Hello, my name is David. I suffer from stable angina, but over the past three months I have developed severe chest pain, which occurs at a time when I do not expect it, in a situation that is not at all stressful for me. An example would be the pain two weeks ago that woke me up and was only able to fall asleep after taking two nitroglycerin tablets. Tell me, please, should I see a doctor or is this the normal course of my illness?

Good afternoon, David. The symptoms you describe are characteristic of progression of the disease to episodes of unstable angina.

Even one such episode is a direct indication for consultation with a specialist and conducting a series of instrumental and laboratory studies in order to clarify the extent of the process and resolve the issue of necessary therapy in your case.
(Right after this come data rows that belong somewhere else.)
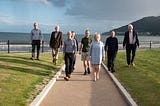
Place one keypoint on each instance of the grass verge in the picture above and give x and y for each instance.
(21, 79)
(143, 80)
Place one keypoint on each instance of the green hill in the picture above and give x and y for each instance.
(145, 26)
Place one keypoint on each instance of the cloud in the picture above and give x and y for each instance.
(114, 9)
(55, 3)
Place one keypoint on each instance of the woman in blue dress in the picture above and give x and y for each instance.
(97, 55)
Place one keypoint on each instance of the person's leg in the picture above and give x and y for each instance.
(71, 58)
(88, 66)
(53, 54)
(128, 54)
(109, 61)
(88, 62)
(85, 70)
(98, 71)
(84, 59)
(74, 62)
(38, 49)
(112, 62)
(66, 66)
(94, 72)
(133, 54)
(33, 50)
(56, 55)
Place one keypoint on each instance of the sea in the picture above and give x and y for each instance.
(20, 42)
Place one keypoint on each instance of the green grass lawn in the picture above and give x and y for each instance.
(143, 80)
(21, 79)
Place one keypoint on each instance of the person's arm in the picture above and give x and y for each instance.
(31, 36)
(125, 40)
(64, 50)
(61, 39)
(81, 45)
(116, 45)
(50, 43)
(137, 40)
(106, 46)
(103, 52)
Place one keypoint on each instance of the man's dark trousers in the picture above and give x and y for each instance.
(69, 58)
(130, 48)
(34, 44)
(111, 59)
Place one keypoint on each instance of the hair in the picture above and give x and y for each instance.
(87, 31)
(97, 34)
(35, 23)
(130, 25)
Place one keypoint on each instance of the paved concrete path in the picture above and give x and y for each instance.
(81, 90)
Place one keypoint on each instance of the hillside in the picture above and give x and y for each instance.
(145, 26)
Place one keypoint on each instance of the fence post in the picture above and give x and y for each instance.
(150, 45)
(8, 46)
(42, 46)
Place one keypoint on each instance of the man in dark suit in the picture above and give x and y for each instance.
(56, 41)
(130, 42)
(111, 49)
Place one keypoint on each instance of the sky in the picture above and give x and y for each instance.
(73, 15)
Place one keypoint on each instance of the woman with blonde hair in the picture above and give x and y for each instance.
(97, 55)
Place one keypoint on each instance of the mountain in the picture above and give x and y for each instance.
(145, 26)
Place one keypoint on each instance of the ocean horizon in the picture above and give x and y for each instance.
(20, 42)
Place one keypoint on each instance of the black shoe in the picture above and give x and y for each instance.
(113, 70)
(66, 78)
(85, 72)
(109, 69)
(32, 58)
(88, 70)
(37, 58)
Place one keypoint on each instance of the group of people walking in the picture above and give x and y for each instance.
(91, 51)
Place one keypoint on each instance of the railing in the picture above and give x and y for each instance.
(22, 47)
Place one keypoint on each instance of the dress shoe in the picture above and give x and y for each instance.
(88, 70)
(66, 78)
(69, 76)
(132, 64)
(85, 72)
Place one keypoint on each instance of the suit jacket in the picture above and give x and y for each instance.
(56, 42)
(126, 39)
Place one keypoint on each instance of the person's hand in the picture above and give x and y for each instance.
(63, 56)
(103, 59)
(61, 46)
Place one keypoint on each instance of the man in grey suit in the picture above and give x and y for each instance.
(131, 42)
(56, 41)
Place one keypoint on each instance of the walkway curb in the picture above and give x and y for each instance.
(41, 96)
(122, 90)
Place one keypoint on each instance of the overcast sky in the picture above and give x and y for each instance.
(78, 15)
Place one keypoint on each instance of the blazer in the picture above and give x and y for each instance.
(56, 42)
(126, 39)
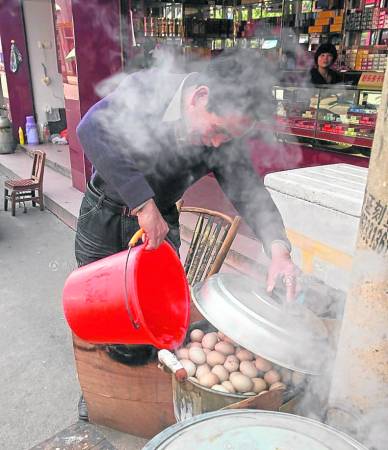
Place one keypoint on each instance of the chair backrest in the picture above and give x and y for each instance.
(38, 165)
(213, 235)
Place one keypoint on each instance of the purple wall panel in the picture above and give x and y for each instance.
(95, 31)
(19, 83)
(98, 48)
(96, 34)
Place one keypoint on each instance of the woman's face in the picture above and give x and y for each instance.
(325, 60)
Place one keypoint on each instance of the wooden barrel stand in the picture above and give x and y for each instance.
(132, 399)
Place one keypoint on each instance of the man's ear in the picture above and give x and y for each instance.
(200, 96)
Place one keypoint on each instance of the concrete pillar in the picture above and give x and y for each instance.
(358, 401)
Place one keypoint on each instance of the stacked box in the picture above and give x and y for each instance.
(353, 20)
(325, 14)
(375, 18)
(367, 18)
(336, 28)
(383, 18)
(315, 29)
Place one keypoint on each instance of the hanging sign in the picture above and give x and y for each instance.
(15, 58)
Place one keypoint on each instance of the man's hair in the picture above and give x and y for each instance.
(240, 81)
(326, 48)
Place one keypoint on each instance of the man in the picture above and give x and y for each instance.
(156, 135)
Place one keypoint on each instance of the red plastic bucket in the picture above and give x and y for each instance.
(154, 310)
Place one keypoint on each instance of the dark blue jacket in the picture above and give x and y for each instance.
(138, 155)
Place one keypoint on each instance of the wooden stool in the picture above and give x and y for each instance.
(20, 191)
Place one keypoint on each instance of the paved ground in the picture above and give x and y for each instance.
(38, 384)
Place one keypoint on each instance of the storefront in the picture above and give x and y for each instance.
(82, 43)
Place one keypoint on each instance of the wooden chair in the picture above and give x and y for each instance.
(212, 238)
(20, 191)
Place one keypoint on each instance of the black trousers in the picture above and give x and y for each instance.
(103, 228)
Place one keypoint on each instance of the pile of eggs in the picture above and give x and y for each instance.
(214, 361)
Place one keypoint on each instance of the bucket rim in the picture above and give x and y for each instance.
(132, 286)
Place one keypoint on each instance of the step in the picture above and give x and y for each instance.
(57, 156)
(245, 256)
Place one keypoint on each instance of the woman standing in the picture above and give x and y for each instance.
(325, 57)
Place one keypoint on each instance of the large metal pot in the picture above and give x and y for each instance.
(288, 335)
(251, 430)
(7, 142)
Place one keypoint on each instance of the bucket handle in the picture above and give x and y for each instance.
(135, 238)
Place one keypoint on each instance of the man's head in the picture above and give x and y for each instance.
(325, 56)
(225, 100)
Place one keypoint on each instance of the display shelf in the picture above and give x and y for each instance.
(349, 124)
(337, 114)
(336, 137)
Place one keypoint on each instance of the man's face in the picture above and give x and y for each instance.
(325, 60)
(208, 128)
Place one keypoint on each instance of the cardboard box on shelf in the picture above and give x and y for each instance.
(324, 21)
(335, 28)
(315, 29)
(325, 14)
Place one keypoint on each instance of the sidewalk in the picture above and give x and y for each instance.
(246, 254)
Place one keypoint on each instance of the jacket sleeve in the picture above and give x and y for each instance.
(247, 192)
(106, 141)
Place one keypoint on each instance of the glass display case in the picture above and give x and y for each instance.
(343, 117)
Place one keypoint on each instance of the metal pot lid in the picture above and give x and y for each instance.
(289, 335)
(254, 430)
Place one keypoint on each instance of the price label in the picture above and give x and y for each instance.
(371, 80)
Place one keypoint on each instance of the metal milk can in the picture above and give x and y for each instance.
(7, 141)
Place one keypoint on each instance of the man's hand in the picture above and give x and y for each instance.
(282, 267)
(153, 224)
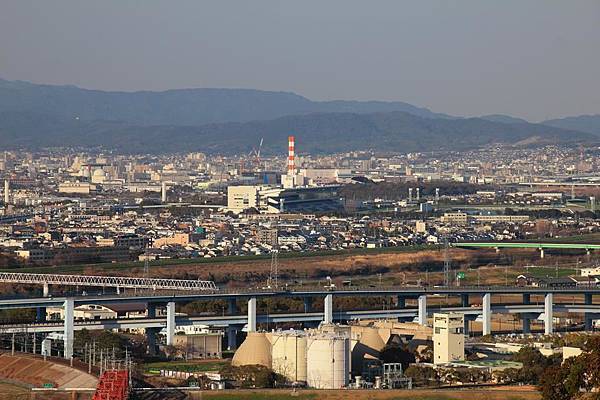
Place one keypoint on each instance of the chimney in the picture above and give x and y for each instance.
(6, 191)
(291, 156)
(163, 192)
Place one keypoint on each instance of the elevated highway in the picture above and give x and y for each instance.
(240, 320)
(588, 247)
(153, 299)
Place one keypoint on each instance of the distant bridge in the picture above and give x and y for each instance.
(107, 281)
(528, 245)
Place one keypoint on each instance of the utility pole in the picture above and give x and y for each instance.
(446, 263)
(274, 274)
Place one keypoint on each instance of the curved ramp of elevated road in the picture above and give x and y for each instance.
(35, 372)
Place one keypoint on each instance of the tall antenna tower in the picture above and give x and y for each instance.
(446, 263)
(274, 274)
(146, 262)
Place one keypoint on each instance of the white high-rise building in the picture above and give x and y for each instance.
(448, 338)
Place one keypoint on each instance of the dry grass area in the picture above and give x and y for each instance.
(305, 268)
(13, 392)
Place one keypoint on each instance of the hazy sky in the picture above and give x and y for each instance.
(533, 59)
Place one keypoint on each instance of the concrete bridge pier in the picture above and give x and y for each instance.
(328, 309)
(588, 317)
(252, 314)
(170, 323)
(400, 302)
(548, 302)
(307, 304)
(151, 310)
(526, 324)
(232, 331)
(464, 300)
(487, 314)
(40, 314)
(69, 311)
(232, 307)
(151, 340)
(422, 306)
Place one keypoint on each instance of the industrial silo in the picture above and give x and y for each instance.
(256, 349)
(328, 361)
(366, 344)
(289, 354)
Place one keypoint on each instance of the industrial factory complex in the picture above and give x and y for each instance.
(354, 271)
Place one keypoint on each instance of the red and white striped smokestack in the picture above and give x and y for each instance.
(291, 156)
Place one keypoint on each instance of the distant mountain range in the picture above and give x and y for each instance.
(583, 123)
(234, 121)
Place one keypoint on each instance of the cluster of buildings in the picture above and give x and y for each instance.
(70, 207)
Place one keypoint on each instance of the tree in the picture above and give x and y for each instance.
(552, 384)
(393, 353)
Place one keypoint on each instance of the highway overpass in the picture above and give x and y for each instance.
(328, 315)
(588, 247)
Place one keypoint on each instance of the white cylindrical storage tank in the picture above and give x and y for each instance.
(328, 361)
(289, 354)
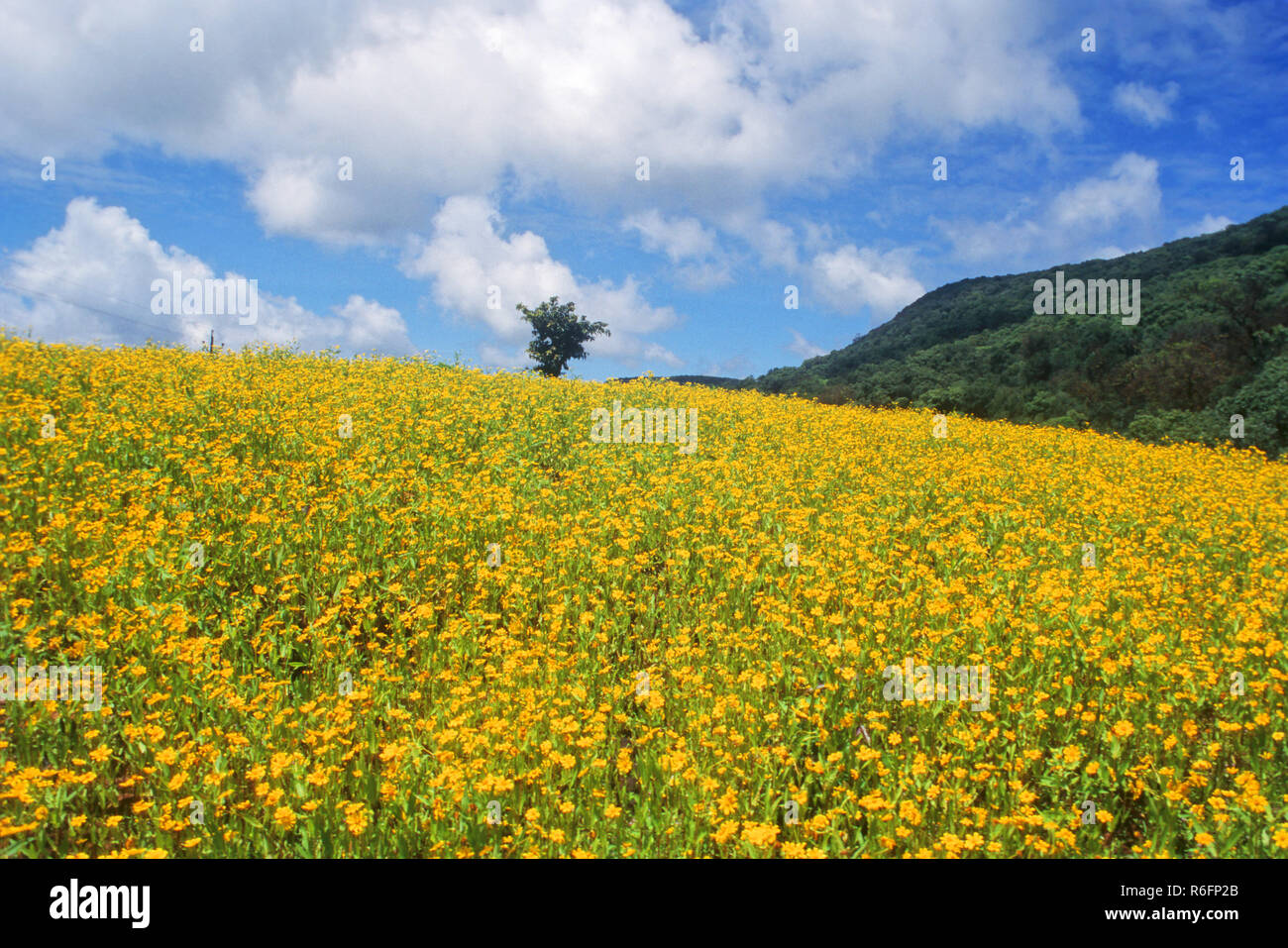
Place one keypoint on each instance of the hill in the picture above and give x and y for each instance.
(1211, 343)
(390, 608)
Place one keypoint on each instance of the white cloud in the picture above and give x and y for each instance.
(459, 97)
(1145, 104)
(1129, 192)
(803, 347)
(1074, 226)
(90, 279)
(679, 239)
(1210, 224)
(468, 254)
(683, 240)
(851, 277)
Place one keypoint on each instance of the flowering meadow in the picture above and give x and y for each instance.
(397, 608)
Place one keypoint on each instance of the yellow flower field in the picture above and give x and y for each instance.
(469, 630)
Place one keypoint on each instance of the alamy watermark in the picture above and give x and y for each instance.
(55, 683)
(192, 296)
(1089, 298)
(645, 427)
(936, 683)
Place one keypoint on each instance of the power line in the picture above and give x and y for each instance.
(29, 291)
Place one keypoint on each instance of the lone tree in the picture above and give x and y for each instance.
(558, 335)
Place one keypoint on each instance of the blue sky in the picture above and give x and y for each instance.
(496, 145)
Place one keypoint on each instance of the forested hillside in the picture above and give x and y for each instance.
(1211, 343)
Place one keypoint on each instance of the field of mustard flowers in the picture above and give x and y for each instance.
(351, 668)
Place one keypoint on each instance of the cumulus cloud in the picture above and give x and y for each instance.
(1210, 224)
(481, 274)
(850, 278)
(463, 97)
(1074, 224)
(684, 241)
(1145, 104)
(1128, 192)
(90, 281)
(803, 347)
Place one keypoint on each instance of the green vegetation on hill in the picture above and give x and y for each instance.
(1211, 343)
You should not postpone the process of going to the doctor until another “unexpected” episode of pain occurs. The cost of timely treatment and initiation of therapy is directly proportional to its effectiveness.

Possible complications

It has been proven that the transluminal procedure can have the following complications:

  • a hematoma forms in the puncture area;
  • an allergy to the contrast agent may occur;
  • serious changes in heart rhythm occur;
  • thrombosis occurs.

Patients rarely experience such conditions, but if problems arise, the patient should receive immediate medical attention. Angioplasty with stenting is considered the safest method of eliminating vascular atherosclerosis and treating coronary heart disease.

With balloon angioplasty, the mortality rate among patients with vascular disease is greatly reduced. But for unstable angina, balloon angioplasty exposes the patient to a greater risk of complications.

Stable angina has fewer such cases. Previously, it was difficult for doctors to determine how many segments of the vessel were affected, so coronary artery angioplasty did not help patients as often as it does today.